Fifteen minutes later, Lae hurried out of there, panicked. Mindeham was in danger. And whenever Mindeham was in danger, chaos followed.
"I won't let him," Lae vowed through gritted teeth. "I won't let him mess with my station any further..."
*
The Glorious Leader usually could be found in his Fortress of Guiding Light (or rather, the Northern Hotel in the centre of town), but he was out in the streets at festival time, in his own float waving to the crowds as he passed by.

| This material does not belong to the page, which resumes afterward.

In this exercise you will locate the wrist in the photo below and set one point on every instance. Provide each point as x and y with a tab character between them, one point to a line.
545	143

"Try to get his attention," the woman hissed at Mindeham's back. Mindeham waved halfheartedly. Unfortunately, the Glorious Leader spotted him.
"Angel!" Leonard exclaimed, hopping off the float and making his way through his adoring fans to Mindeham. "This is the holy messenger who plucked me from my prison cell!"

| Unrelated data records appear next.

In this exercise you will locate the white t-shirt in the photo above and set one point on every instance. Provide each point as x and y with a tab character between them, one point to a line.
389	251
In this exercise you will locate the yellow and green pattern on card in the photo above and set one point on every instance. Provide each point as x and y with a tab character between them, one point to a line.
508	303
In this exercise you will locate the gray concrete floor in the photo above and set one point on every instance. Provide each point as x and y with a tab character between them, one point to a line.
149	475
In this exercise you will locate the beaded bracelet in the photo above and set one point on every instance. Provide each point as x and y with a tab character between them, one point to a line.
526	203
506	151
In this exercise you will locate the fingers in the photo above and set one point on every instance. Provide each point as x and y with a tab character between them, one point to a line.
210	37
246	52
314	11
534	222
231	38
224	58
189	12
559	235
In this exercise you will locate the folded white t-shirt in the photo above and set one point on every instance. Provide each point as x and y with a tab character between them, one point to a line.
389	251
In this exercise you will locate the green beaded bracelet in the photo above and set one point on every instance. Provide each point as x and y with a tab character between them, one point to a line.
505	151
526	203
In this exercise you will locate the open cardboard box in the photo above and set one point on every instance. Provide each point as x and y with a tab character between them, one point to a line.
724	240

"Er," Mindeham said, as some of the more ardent worshippers around him started trying to touch his face.
"Best to come onto the float," Leonard said, ignoring the hands on his own face. "Who is your follower?"
"Oh, my guide," Mindeham said miserably. "She's leading me around the station."
"You aren't native here?" Leonard asked, as Mindeham and the woman climbed onto the float.
"No, I'm actually from World originally."
"How interesting," Leonard said cheerfully. Mindeham looked around. The woman seemed content to just be on the float for now, and wasn't paying much attention to Mindeham.
"She's got a gun," Mindeham whispered to Leonard.
"Oh, good, just as well," Leonard said. Mindeham didn't know if Leonard had heard him right, but didn't want to repeat himself in case the woman heard.
Eventually the parade ended, and the float ended up at the front of the Northern Hotel. People dressed in green uniforms came out to greet them, and Leonard hopped down, gesturing to the others to follow.
"These are my friends," he said to the green-clad people. They bowed once, but didn't say anything. Leonard followed them into the shiny gold foyer, and headed towards the lifts.
"We're on the top floor, it has a good view of the plaza," Leonard said cheerfully. One of the green-clad people--servants, perhaps? used a key from somewhere within their robes to unlock the top floors of the lift, and stepped outside it as the doors closed.
"Hang on, we can still get down without the key, can't we?" Mindeham asked, alarmed.
"One way or another," Leonard said, a grin still on his face. Mindeham was beginning to think it looked a little forced. "But--oh, where is your guide?"
Mindeham spun around. The woman who had had him at gunpoint was gone.